Solving Data Contamination in DDoS Detection: A Method Based on Hierarchical Federated Learning

Published: 2025, Last Modified: 08 Jan 2026IEEE Trans. Inf. Forensics Secur. 2025EveryoneRevisionsBibTeXCC BY-SA 4.0
Abstract: Distributed Denial-of-Service (DDoS) attacks can cause significant damage to network applications. A crucial step in combating these attacks lies in promptly and accurately detecting DDoS attack traffic. However, existing solutions struggle with data imbalance and contamination, leading to suboptimal DDoS detection. Furthermore, current methods typically require access to raw data for training, posing a significant privacy risk. To tackle these challenges, we propose HFL-AD, a hierarchical federated learning framework specifically designed for detecting DDoS attack traffic by resolving the data contamination issue.
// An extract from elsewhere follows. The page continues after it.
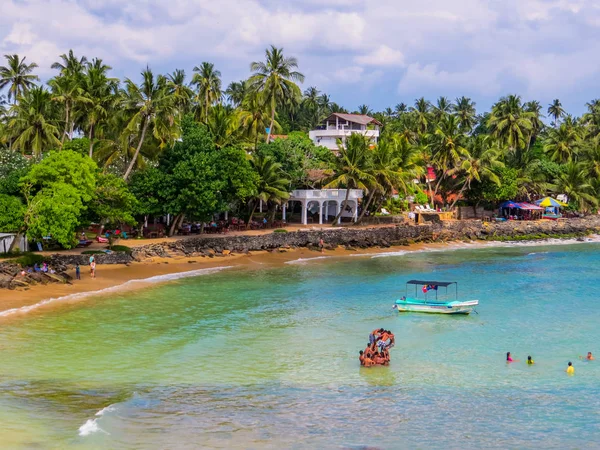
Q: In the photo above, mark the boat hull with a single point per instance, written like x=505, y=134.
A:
x=436, y=307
In our approach, a federation of lower-layer clients train local anomaly detection models using diverse raw data. A selected few clients, possessing a small supplementary dataset, serve as upper-layer clients, responsible for excluding model updates uploaded by lower-layer clients that have been trained on contaminated datasets. Experimental results demonstrate that HFL-AD outperforms state-of-the-art (SOTA) solutions in DDoS detection, particularly when some training datasets are contaminated.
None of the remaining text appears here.